1) Reducing the abuse of inlined code moving more logic to implementation
files and improve scoping which will also speed up compilation
2) Reduce runtime of some unit tests
3) Improve MXNet startup time

Will be super interested to hear about your ideas :-)


On Thu, Apr 11, 2019 at 12:52 PM Junru Shao <[email protected]> wrote:

> We have a systematic solution to go without ABI headache. I am struggling
> with some errants, and will share our proposal here as soon as I could.
> This will be very interesting topic to discuss. Let's work hard together
> and make it perfect :-)
>
> On Thu, Apr 11, 2019 at 12:43 PM Pedro Larroy <
> [email protected]> wrote:
>
>> Thanks Marco for raising this issue. I think we can certainly do some
>> improvements in modularization and build. At the same time Tianqi's
>> point of view is important to consider and on point. I see a high risk
>> of overengineering in such endeavor.
>>
>> I also see increased complexity, difficulty debugging, C++ ABI
>> headaches, API compatibility, crashes inside a binary module, etc.

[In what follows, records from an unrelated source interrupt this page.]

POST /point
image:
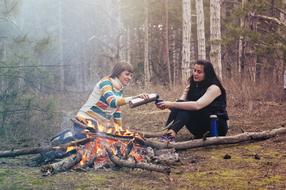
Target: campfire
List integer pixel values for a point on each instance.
(123, 148)
(105, 148)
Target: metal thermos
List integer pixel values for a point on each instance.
(214, 130)
(140, 101)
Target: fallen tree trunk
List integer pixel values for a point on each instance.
(130, 164)
(62, 165)
(36, 150)
(152, 134)
(243, 137)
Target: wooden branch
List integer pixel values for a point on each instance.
(243, 137)
(62, 165)
(276, 20)
(151, 134)
(36, 150)
(141, 165)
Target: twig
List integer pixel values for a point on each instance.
(141, 165)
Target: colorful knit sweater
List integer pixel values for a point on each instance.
(103, 105)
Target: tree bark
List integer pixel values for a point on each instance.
(186, 50)
(141, 165)
(211, 141)
(215, 36)
(201, 29)
(147, 75)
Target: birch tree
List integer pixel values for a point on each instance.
(215, 36)
(186, 49)
(146, 46)
(201, 29)
(240, 43)
(166, 59)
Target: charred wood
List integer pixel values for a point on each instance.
(133, 164)
(36, 150)
(62, 165)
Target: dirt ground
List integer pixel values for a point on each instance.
(255, 165)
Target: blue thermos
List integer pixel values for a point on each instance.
(214, 131)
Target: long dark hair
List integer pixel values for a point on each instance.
(210, 76)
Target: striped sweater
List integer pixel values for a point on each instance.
(103, 104)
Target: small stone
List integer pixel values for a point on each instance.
(227, 156)
(257, 157)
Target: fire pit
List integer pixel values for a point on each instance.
(98, 150)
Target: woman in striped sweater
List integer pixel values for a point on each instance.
(102, 109)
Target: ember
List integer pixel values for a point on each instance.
(103, 150)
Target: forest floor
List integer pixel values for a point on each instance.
(256, 165)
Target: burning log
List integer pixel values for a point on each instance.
(134, 164)
(243, 137)
(62, 165)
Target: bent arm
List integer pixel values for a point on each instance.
(212, 93)
(185, 93)
(113, 101)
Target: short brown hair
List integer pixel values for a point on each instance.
(120, 67)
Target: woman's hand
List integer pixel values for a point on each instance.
(164, 104)
(143, 96)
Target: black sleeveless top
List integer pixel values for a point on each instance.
(218, 106)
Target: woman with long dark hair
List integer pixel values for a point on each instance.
(204, 96)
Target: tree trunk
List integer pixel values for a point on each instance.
(201, 29)
(241, 44)
(60, 35)
(215, 36)
(211, 141)
(147, 75)
(174, 56)
(166, 58)
(186, 50)
(62, 165)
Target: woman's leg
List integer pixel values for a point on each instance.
(200, 127)
(222, 127)
(181, 118)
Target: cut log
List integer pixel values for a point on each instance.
(36, 150)
(210, 141)
(152, 134)
(133, 164)
(62, 165)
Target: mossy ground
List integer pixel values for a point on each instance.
(256, 165)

>> which I don't want to deal with as a developer or even as an MXNet
>> user. Does somebody have answers to these problems?
>>
>> If somebody thinks they have a good solution, by all means propose a
>> design in the wiki, I think we are all open. Personally I see several
>> other lower hanging fruits which need our attention:
>>  * Simplifying our build logic,
>>  * Cuda selection in CMake,
>>  * Reducing the abuse of inlined code moving more logic to
>> implementation files and improve scoping which will also speed up
>> compilation, (some units take more than 5 minutes to build and lots of
>> RAM in a top of the line CPU core)
>>  * Reduce runtime of some unit tests
>> And other  improvements in our codebase that would bring immediate
>> benefits without the risks of overengineering of a plugin system. I
>> also question our bandwidth for such an endeavor.

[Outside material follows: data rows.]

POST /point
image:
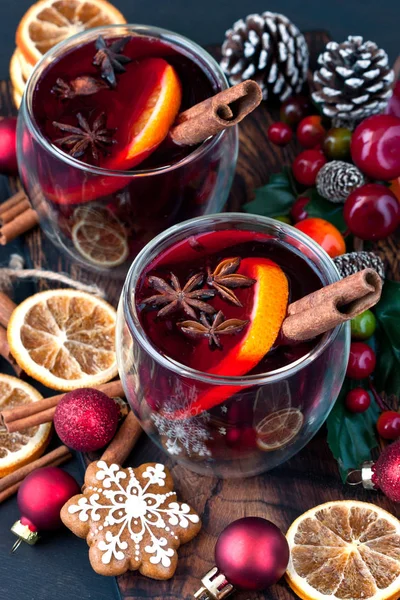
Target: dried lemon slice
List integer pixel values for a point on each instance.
(64, 339)
(21, 447)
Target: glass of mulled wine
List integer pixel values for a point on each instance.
(94, 152)
(200, 348)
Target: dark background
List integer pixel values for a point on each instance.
(58, 566)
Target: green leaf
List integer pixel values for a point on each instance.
(273, 199)
(387, 312)
(351, 436)
(330, 211)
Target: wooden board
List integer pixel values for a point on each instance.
(310, 478)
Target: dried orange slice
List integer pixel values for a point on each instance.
(48, 22)
(19, 448)
(278, 429)
(345, 550)
(99, 237)
(64, 339)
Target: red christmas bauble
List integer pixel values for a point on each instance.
(386, 472)
(8, 146)
(42, 495)
(375, 147)
(86, 419)
(252, 553)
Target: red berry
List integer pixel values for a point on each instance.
(375, 147)
(357, 400)
(306, 166)
(279, 133)
(388, 425)
(372, 212)
(362, 361)
(298, 211)
(310, 132)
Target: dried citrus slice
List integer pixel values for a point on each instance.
(345, 550)
(64, 339)
(48, 22)
(21, 447)
(99, 237)
(278, 429)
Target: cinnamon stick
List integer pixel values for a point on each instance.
(21, 224)
(213, 115)
(123, 443)
(330, 306)
(36, 413)
(10, 483)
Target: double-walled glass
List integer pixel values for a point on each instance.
(86, 210)
(283, 408)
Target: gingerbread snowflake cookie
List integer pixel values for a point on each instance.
(131, 519)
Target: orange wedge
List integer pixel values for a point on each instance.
(49, 22)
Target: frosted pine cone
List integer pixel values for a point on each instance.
(353, 82)
(353, 262)
(337, 179)
(269, 49)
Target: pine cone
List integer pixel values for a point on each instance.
(353, 82)
(353, 262)
(337, 179)
(269, 49)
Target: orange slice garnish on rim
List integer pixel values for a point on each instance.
(48, 22)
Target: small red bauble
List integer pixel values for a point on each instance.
(372, 212)
(325, 234)
(252, 553)
(310, 131)
(307, 165)
(8, 146)
(388, 425)
(42, 495)
(298, 212)
(279, 133)
(386, 472)
(86, 419)
(357, 400)
(362, 361)
(375, 147)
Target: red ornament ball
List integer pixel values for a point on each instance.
(372, 212)
(386, 472)
(86, 419)
(8, 146)
(357, 400)
(252, 553)
(42, 495)
(279, 133)
(375, 147)
(362, 361)
(307, 165)
(388, 425)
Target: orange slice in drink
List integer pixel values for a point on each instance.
(21, 447)
(49, 22)
(345, 550)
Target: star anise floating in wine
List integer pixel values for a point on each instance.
(224, 279)
(110, 60)
(212, 328)
(174, 298)
(80, 140)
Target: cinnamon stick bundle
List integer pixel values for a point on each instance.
(215, 114)
(36, 413)
(330, 306)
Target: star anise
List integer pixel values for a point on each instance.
(83, 138)
(212, 329)
(110, 60)
(173, 297)
(224, 279)
(80, 86)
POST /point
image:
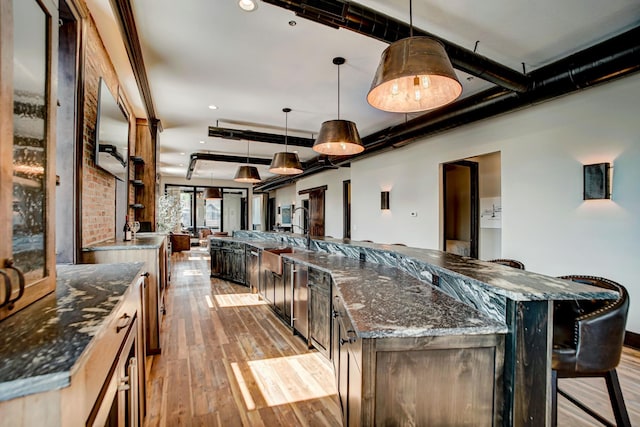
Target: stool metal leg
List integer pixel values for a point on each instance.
(617, 401)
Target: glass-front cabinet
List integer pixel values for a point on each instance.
(28, 63)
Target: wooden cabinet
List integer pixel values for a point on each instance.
(104, 384)
(228, 261)
(458, 381)
(152, 250)
(27, 151)
(252, 261)
(319, 285)
(346, 359)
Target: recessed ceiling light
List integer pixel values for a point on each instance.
(248, 5)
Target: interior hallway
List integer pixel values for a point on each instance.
(227, 360)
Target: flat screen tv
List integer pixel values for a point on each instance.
(112, 134)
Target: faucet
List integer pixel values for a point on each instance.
(308, 230)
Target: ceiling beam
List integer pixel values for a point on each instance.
(248, 135)
(210, 157)
(371, 23)
(604, 62)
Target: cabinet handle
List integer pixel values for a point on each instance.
(9, 264)
(351, 338)
(124, 322)
(7, 288)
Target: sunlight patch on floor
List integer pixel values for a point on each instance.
(192, 273)
(209, 302)
(238, 300)
(291, 379)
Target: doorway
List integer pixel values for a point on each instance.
(316, 209)
(460, 208)
(67, 162)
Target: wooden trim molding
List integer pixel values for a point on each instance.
(311, 190)
(632, 339)
(124, 15)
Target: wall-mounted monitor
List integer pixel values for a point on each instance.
(112, 134)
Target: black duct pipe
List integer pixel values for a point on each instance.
(368, 22)
(604, 62)
(613, 58)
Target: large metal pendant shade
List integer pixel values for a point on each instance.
(285, 163)
(213, 193)
(414, 74)
(338, 138)
(248, 174)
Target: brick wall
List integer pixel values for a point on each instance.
(98, 186)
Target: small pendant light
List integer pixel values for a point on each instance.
(414, 74)
(246, 173)
(213, 193)
(285, 163)
(338, 137)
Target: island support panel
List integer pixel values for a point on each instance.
(527, 373)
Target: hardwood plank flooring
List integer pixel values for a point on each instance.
(227, 360)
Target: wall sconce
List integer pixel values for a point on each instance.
(384, 200)
(597, 181)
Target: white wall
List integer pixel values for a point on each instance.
(546, 224)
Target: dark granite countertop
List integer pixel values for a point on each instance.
(142, 241)
(518, 285)
(385, 302)
(46, 339)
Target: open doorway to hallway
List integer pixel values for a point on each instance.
(472, 206)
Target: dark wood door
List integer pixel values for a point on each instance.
(316, 212)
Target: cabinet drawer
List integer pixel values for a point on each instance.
(107, 343)
(320, 279)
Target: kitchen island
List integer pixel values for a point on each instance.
(468, 305)
(58, 353)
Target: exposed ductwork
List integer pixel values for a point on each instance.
(249, 135)
(606, 61)
(368, 22)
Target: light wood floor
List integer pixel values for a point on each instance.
(227, 360)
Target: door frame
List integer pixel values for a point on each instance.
(474, 220)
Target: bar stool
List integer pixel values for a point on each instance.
(587, 342)
(508, 262)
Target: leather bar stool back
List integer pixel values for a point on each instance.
(508, 262)
(587, 342)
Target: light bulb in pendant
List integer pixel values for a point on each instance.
(416, 88)
(394, 88)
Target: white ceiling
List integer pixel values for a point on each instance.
(253, 64)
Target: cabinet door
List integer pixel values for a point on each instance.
(320, 318)
(216, 262)
(28, 65)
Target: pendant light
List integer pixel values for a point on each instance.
(338, 137)
(414, 74)
(247, 173)
(285, 163)
(213, 193)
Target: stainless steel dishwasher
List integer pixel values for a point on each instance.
(300, 315)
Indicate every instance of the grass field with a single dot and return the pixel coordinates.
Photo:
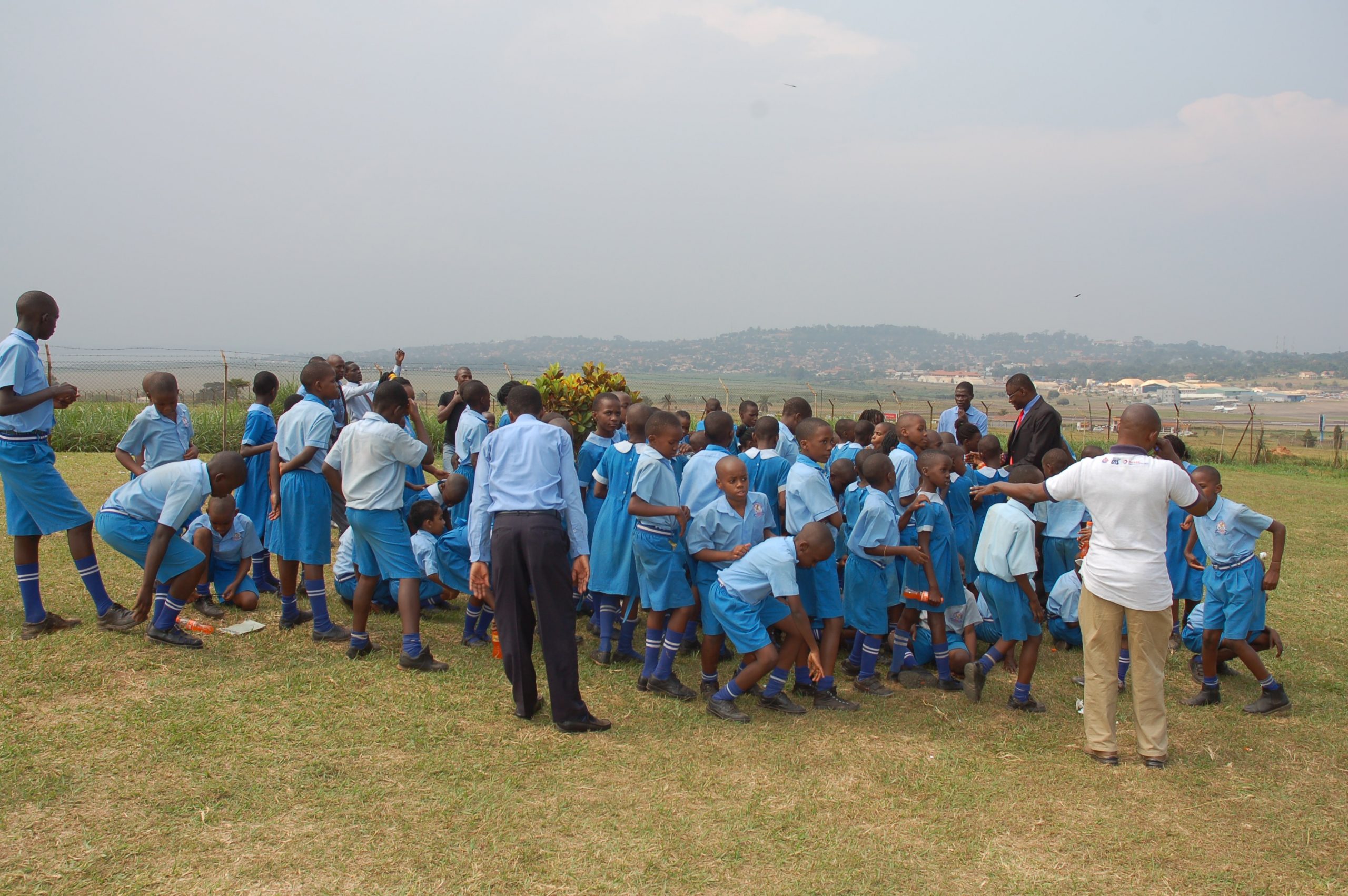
(267, 764)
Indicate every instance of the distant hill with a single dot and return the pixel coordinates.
(856, 352)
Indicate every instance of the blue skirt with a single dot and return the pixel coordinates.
(304, 531)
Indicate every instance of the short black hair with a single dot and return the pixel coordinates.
(662, 422)
(421, 514)
(719, 427)
(523, 399)
(391, 394)
(265, 382)
(314, 371)
(809, 426)
(475, 391)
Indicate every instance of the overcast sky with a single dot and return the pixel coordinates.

>>  * Improve MXNet startup time.
>>  * Thread safety
>>
>> I would say, let's apply the KISS principle, let's make the project
>> fast to build, easy to work on, well documented and easy to contribute
>> to before building the next Netscape browser. Otherwise we could save
>> ourselves this exercise and switch to Rust directly.
>>
>> Pedro.
>>
>>
>>
>> On Mon, Apr 8, 2019 at 9:42 AM Tianqi Chen <[email protected]>
>> wrote:
>> >
>> > Just to clarify. I am not questioning the usefulness of the separation.

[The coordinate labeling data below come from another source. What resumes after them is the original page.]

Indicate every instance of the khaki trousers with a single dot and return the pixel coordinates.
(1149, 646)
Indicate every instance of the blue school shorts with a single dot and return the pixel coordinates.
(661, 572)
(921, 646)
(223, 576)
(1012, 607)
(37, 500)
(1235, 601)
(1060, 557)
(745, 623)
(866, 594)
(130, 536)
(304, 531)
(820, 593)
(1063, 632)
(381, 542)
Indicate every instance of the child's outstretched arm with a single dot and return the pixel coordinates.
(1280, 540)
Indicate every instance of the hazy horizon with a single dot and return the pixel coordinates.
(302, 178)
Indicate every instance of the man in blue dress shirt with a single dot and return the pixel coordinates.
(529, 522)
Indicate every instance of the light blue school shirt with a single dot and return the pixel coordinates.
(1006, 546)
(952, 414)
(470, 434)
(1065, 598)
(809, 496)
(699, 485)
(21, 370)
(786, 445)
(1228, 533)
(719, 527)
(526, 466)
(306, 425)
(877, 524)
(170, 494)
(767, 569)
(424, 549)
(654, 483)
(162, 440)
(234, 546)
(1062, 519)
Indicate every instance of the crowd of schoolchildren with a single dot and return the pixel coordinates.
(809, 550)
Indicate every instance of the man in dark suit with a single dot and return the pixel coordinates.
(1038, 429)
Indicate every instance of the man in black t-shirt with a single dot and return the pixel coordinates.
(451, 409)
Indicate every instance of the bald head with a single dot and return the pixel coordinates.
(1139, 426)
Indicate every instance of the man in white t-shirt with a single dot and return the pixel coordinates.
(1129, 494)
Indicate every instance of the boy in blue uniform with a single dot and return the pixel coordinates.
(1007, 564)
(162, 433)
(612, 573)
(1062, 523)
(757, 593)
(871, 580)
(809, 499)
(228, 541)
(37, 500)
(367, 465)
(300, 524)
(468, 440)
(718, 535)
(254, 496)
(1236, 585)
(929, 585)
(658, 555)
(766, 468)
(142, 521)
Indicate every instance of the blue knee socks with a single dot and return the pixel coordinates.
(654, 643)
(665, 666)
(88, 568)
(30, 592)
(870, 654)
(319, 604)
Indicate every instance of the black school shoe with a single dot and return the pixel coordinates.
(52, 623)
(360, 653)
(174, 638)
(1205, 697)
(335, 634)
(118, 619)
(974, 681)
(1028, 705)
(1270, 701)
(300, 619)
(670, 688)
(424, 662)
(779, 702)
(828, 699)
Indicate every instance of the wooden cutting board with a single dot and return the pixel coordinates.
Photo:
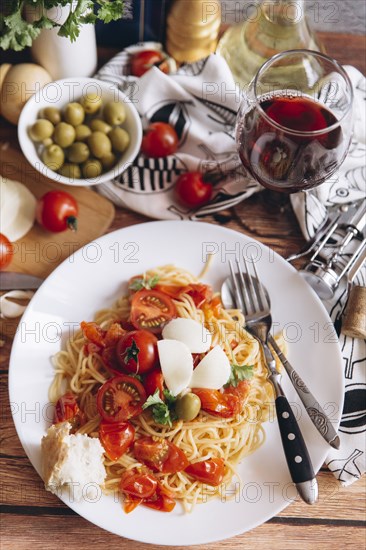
(39, 252)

>> > Just want to highlight the technical challenges here based on our past
>> > experiences.
>> >
>> > Crossing DLL boundaries in C++ can create quite a lot of problems,
>> > especially some of the dependencies used a different version of the
>> > compiler, follows static packaging or simply because of the dynamic
>> linking
>> > difference in windows. These problems could make this direction move
>> less
>> > appealing compared to focusing effort on other things.
>> >
>> > Technically, as a first step, it is possible to make dependencies change
>> > not change the global header files and via registration so that changing
>> > certain component won't trigger a global recompile in CMake. This is
>> also a
>> > required step toward some modularity.
>> >
>> > For plugins, solutions that use C ABI can be used for certain plugin
>> > modules.
>> >
>> > Some of the discussion has been tied to what the interface should look
>> > like. I think we should use different threads for these and puts in more
>> > thoughts.
>> >
>> > Tianqi
>> >
>> >
>> >
>> > On Sun, Apr 7, 2019 at 4:39 PM kellen sunderland <
>> > [email protected]> wrote:
>> >
>> > > I think we can make some incremental progress.  My thoughts were
>> along the
>> > > lines of plugins (thinking about what happens with the VLC project).
>> At
>> > > process launch time we could gather some information about our
>> execution
>> > > environment (either through configuration, or by convention looking
>> at our
>> > > folder structure and libraries available).  We could then later load
>> the
>> > > components we need after understanding if we're using a CUDA backend
>> and
>> > > what operators or subgraph components we would need.  Advantages
>> would be
>> > > that we would move a lot of the current conditional compile logic to
>> > > runtime, and automate a lot of it.  It would also make packaging
>> binaries
>> > > for targeted environments a little easier.  As an example we could
>> compile
>> > > once, then remove CUDA focused libraries for systems that are going
>> to run
>> > > on CPUs.
>> > >
>> > > On Sun, Apr 7, 2019 at 2:45 PM Tianqi Chen <[email protected]>
>> > > wrote:
>> > >
>> > > > While I personally like the idea. This can be something that is
>> fairly
>> > > > technical challenging and I would caution against this idea vs
>> pushing
>> > > for
>> > > > good features and just allow runtime configuration.
>> > > >
>> > > > The main problem here is due to the C++ ABI. There is no standard
>> c++ ABI
>> > > > across compilers, which means resorting to runtime DLL and dynamic
>> > > loading
>> > > > brings all sorts of technical problems, especially when multiple
>> modules
>> > > > depend on the same third dependency(CUDA runtime).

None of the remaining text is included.